Mediterranean Baked Sweet Potatoes
Recipe adapted from: https://minimalistbaker.com/mediterranean-baked-sweet-potatoes/
Simple, 30-minute baked sweet potatoes topped with roasted chickpeas. Add a simple garlic-herb sauce or some additional topping for an extra twist.
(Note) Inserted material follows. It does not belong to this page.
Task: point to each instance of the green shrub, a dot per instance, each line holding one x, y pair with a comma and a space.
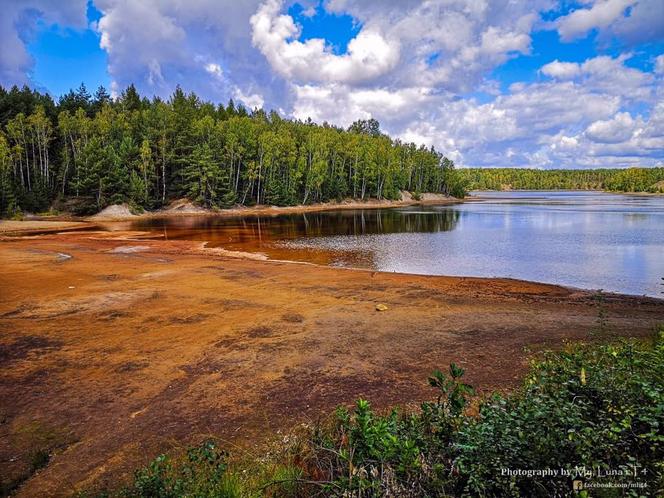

Delicious, fresh, healthy, and naturally vegetarian and gluten free.
- 4 medium sweet potatoes
- 15 ounce can chickpeas (rinsed and drained)
- ½ tbsp. olive oil
- ½ tsp each of cumin, coriander, cinnamon, and paprika
- 1 pinch of sea salt or lemon juice (optional)
Garlic Herb Sauce (Optional)
- ¼ cup hummus or tahini
- ½ medium lemon juiced (or about 1 tbsp. juice)
- ¾ tsp dried dill
- 3 cloves garlic, minced
- Water or unsweetened almond milk to thin
- Sea salt to taste
Additional Topping Ideas (Optional)
- Cherry tomatoes (diced)
- Chopped parsley
- Lemon juice
- Goat or feta cheese
- Baby spinach, lightly sautéed
- Preheat oven to 400* F and line a large baking sheet with foil.
- Rinse and scrub potatoes and cut in half length wise or in cubes. This will speed cooking time. Otherwise leave whole and bake longer (approximately double the time (45 min – 1 hour).
- Toss rinsed and drained chickpeas with olive oil and spices and place on a foil-lined baking sheet.
- Rub the sweet potatoes with a bit of olive oil and place face down on the same baking sheet (or another baking sheet depending on size).
- While the sweet potatoes and chickpeas are roasting, you can prepare your sauce by adding all ingredients to a mixing bowl and whisking to combine, only adding enough water to almond milk to thin so it’s pourable. Taste and adjust seasonings as needed. Add more garlic for more zing, salt for savoriness, lemon juice for freshness, and dill for a more intense herb flavor.
- Once sweet potatoes are fork tender and the chickpeas are golden brown – roughly 25 minutes – remove from oven.
- For serving, flip potatoes flesh-side up and smash down the insides a little bit. Then top with chickpeas. Add sauce or other optional toppings if desired.